Throughout his life Cotman struggled for recognition and to find a market for his paintings. He is now regarded as one of the leading figures in the history of watercolour. Cotman’s sense of pattern and design – his paintings have been compared to Japanese woodblock prints and stained glass windows – is particularly admired. In the opinion of Laurence Binyon, Keeper of the Prints and Drawings Department at the British Museum in the early 1930s, “Cotman made the most perfect examples of pure watercolour ever made in Europe.”
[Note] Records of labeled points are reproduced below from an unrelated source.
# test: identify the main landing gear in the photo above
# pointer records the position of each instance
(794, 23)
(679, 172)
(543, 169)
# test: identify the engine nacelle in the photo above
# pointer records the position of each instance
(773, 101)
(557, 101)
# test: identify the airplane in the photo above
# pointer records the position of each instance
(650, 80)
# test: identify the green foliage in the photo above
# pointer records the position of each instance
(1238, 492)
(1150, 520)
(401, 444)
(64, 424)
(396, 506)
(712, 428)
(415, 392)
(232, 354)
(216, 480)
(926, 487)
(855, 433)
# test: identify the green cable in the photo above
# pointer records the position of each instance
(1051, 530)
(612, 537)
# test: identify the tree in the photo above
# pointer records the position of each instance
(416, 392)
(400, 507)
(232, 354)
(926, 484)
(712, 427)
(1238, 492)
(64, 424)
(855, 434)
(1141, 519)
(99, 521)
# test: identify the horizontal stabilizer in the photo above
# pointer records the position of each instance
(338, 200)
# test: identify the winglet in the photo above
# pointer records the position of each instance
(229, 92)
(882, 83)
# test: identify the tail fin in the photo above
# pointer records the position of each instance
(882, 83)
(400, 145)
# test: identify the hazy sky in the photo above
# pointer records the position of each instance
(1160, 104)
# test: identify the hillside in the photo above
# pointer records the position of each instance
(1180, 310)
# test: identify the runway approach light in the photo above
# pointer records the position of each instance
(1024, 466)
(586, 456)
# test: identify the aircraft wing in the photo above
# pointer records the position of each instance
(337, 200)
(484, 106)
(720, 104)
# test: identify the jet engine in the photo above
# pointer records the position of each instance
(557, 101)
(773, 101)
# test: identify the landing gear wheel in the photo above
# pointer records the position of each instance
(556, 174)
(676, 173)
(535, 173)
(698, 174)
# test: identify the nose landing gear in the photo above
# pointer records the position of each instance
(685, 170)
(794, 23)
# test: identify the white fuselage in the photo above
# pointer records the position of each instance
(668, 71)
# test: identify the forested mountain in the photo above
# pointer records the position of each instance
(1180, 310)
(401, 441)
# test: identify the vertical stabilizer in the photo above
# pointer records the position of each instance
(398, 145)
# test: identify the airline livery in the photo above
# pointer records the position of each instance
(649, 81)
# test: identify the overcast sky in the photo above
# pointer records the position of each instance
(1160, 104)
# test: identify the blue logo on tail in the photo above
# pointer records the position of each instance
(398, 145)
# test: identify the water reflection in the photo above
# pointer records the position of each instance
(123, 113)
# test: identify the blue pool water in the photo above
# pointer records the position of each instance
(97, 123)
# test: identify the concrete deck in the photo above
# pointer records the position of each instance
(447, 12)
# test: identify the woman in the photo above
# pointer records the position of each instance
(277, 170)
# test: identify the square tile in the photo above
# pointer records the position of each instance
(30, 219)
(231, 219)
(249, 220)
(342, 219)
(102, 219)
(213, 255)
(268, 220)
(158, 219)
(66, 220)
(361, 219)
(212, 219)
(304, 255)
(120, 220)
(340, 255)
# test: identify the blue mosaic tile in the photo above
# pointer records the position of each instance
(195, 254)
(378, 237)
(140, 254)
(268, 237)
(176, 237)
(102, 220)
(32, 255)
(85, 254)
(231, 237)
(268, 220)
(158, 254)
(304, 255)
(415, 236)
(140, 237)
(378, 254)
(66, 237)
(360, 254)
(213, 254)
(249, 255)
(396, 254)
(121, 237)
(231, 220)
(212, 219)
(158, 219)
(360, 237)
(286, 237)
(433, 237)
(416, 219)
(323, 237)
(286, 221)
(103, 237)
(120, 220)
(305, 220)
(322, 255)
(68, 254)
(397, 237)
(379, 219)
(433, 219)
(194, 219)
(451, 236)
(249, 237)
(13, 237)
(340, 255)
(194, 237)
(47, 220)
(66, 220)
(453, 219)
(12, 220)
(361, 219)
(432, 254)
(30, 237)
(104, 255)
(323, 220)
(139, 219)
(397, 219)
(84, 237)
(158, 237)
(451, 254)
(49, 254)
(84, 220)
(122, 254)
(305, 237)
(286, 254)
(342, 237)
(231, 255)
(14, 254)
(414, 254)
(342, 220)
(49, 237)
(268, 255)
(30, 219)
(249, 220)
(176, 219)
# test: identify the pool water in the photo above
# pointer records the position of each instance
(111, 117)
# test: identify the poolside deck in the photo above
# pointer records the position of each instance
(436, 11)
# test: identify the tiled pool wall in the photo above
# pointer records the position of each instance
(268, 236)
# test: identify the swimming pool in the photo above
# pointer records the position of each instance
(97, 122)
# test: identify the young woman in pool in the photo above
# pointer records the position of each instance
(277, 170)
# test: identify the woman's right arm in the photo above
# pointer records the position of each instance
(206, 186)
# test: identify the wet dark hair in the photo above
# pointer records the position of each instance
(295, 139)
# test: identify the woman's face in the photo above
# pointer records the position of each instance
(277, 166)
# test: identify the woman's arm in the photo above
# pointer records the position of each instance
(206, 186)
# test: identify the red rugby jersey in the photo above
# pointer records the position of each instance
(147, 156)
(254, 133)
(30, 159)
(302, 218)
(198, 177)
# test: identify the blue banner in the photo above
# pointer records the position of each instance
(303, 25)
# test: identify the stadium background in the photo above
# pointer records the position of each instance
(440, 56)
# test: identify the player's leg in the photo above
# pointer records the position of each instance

Notable Watercolours: The Drop Gate in Duncombe Park by John Sell Cotman
In the summer of 1798, Cotman went to London to learn to be a painter. His father consulted John Opie, later to become Professor of Painting at the Royal Academy, regarding his son’s choice of career. Opie’s verdict was blunt: “Let him rather black boots than follow the profession of artist”. Fortunately for the development of watercolour, Cotman ignored his advice.
The Drop Gate in Duncombe Park, painted in 1805 on one of his three visits to Yorkshire, is one of Cotman’s best-known paintings. Cotman usually painted in the studio from pencil drawings done on location but he said in a letter that this painting was “coloured from Nature and close copies of that fickle Dame”.
Martin Hardie wrote in Water-Colour Painting in Britain “The Drop Gate is a drawing of nothing but some broken rails hanging over a stream – a drop gate, a water pool and some weeds – but the design is such as no other painter of the time would have conceived; a design of straight lines, horizontal and diagonal, and sharp angles contrasting with the soft contours of foliage and the curves of burdock, lyrical in its rhythm and colour”.
Indeed, as Hardie wrote, “It was an ‘abstract’ art”, executed by a master of pattern and design.